Panamanians voted on Sunday against the efforts of their president, Ricardo Martinelli, to stay in power even though he was constitutionally barred from seeking reelection. It’s not an overstatement to say that in doing so, Panama overcame the greatest challenge in it’s 25 year-old democracy.


For several years Martinelli looked for a way to get rid of the constitutional ban on reelection. He couldn’t do it through a constitutional amendment since the vote of two separate legislatures is required to change the Constitution. And given that polls consistently showed that public opinion was firmly against the idea of introducing consecutive presidential reelection, a referendum was also out of the question. Thus, Martinelli tried to pack the Supreme Court with three new justices. The idea was that a friendly Supreme Court would rule that the ban on reelection was unconstitutional (as occurred in the case of Daniel Ortega in Nicaragua). However, Panamanians took to the streets and Martinelli backtracked. Then he opted for a less overt strategy: supporting a successor and appointing his wife as his vice-presidential candidate. As Mary O’Grady of the Wall Street Journal pointed out, Martinelli moved his queen to stay in power.

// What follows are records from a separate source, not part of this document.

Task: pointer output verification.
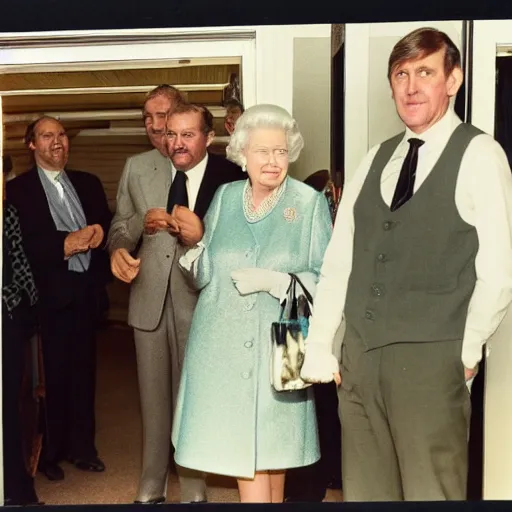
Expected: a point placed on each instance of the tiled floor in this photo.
(118, 438)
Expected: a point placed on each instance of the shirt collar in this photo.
(439, 132)
(52, 175)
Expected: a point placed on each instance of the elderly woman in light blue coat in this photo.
(229, 420)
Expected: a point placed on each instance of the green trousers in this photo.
(405, 412)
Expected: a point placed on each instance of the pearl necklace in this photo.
(265, 207)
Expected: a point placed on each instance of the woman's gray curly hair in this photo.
(264, 116)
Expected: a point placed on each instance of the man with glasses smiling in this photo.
(161, 300)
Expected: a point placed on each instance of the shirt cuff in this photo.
(471, 352)
(190, 257)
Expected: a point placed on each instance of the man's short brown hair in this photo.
(169, 91)
(206, 115)
(421, 43)
(30, 132)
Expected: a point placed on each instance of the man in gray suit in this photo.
(161, 300)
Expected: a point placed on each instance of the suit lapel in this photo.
(38, 200)
(155, 181)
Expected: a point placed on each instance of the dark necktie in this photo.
(178, 191)
(405, 186)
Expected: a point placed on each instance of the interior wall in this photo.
(312, 102)
(487, 36)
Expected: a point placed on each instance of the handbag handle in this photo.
(304, 289)
(290, 304)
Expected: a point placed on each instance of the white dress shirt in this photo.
(483, 198)
(194, 179)
(52, 176)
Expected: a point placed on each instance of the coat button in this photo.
(377, 290)
(369, 315)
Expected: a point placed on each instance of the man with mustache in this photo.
(64, 215)
(180, 177)
(420, 267)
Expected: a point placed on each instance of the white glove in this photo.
(252, 280)
(319, 365)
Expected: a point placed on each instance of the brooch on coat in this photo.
(290, 214)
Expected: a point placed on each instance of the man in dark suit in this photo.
(63, 216)
(161, 300)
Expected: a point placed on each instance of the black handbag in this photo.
(288, 337)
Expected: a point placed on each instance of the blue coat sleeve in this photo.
(197, 261)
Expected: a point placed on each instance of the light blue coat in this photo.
(228, 418)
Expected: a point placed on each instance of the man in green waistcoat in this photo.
(420, 268)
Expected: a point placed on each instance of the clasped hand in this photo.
(82, 240)
(252, 280)
(182, 223)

Despite a legal prohibition to do so, Martinelli actively campaigned for his candidate José Domingo Arias and his wife, while viciously attacking their rivals. His government spent millions of dollars in publicity and the president toured the country giving away goodies such as digital TV boxes and inaugurating infrastructure projects (he ordered that the new metro in Panama City not charge a fee until after the election). It is ironic that while Panama has been the most outspoken critic of Venezuela in Latin America, Martinelli’s government engaged in similar electoral tactics as those of Chavismo.

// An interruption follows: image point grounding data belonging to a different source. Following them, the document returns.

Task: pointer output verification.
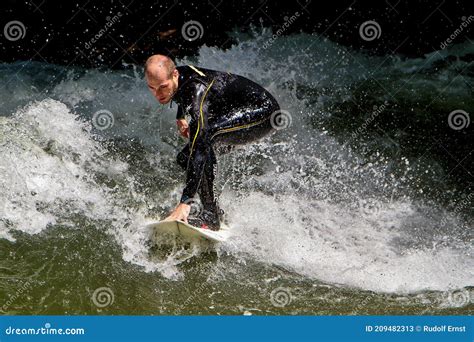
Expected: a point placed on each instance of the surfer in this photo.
(224, 109)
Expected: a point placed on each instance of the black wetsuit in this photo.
(225, 110)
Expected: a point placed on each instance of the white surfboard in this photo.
(188, 231)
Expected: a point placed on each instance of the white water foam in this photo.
(299, 200)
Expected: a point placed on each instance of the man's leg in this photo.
(211, 213)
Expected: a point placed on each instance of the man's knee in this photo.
(182, 160)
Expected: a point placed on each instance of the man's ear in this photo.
(175, 73)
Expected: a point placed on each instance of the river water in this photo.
(349, 209)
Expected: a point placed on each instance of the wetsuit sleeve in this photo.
(180, 113)
(199, 142)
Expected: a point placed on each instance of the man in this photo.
(225, 110)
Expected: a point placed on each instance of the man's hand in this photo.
(181, 213)
(183, 127)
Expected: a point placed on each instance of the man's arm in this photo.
(199, 151)
(199, 142)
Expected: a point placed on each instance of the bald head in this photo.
(162, 77)
(159, 66)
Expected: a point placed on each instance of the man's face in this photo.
(162, 86)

Fortunately, it didn’t work. Juan Carlos Varela, who is Martinelli’s vice-president turned bitter rival, handily defeated Arias by 39.1% versus 31.7%. Panama City’s former mayor, Juan Carlos Navarro, came in third with 27.9%. Even though Martinelli accepted his candidate’s defeat, he didn’t call Varela on Sunday to congratulate him, claiming he had lost his phone number. That doesn’t bode well for a smooth transition. Martinelli is well-known for holding bitter grudges. After splitting with Varela, the National Assembly he controls voted to increase taxes on liquor sales to fund a subsidy for elderly people. As it happens, Varela’s family owns a rum-distillery.

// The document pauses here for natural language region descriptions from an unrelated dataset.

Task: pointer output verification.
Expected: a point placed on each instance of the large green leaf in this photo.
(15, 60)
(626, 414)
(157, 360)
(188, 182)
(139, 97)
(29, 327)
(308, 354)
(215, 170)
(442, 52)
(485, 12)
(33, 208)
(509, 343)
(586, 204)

One of the areas where Varela could find a nasty surprise is in public finances. Total government debt (in absolute terms) has increased by 70% during Martinelli’s watch and it wouldn’t be too surprising if the incoming administration finds that the fiscal figures have been doctored to make them look less grave. The Martinelli administration has already engaged in accounting tricks such as postponing payments, relying on turnkey projects to build infrastructure, and taking public enterprises off the books to feign a lower fiscal deficit.


The high levels of government spending have been masked by the fact that the economy grew at an annual average rate of 8% for the last 5 years. While the economy was growing at such a high pace, the fiscal deficit and the public debt (as a percentage of GDP) seemed under control. However, now that the economy is decelerating, the fiscal iceberg is becoming more apparent: the central government deficit was 4.4% of GDP last year. And, after years of declining thanks to high growth rates, total public debt as a percentage of GDP (39% by the end of 2013) is expected to start rising again in 2014. 


Varela will also have to deal with the cronies that Martinelli placed in several key posts such as the Comptroller General, the Attorney General and the head of a recently created tax authority with vast powers. Varela will also face a National Assembly with a majority that belongs to Martinelli’s party.


If Panamanians want to avoid having a president with authoritarian leanings, they should look at amending the Constitution (but not holding a Constituent Assembly as some propose) so the executive doesn’t enjoy so much power in appointing key officials in the government. For example, the next president will be able to appoint four Supreme Court Justices (out of nine), one Electoral Court Justice, and six board members to the Canal Authority (out of eleven), among others. It’s too much power to place in a single person. The constitutional reform should also grant greater independence to the Judiciary.


Panamanians dodged a bullet on Sunday. But their ability to do so in the future depends on restructuring their institutions in order to have a weaker president and a stronger republic.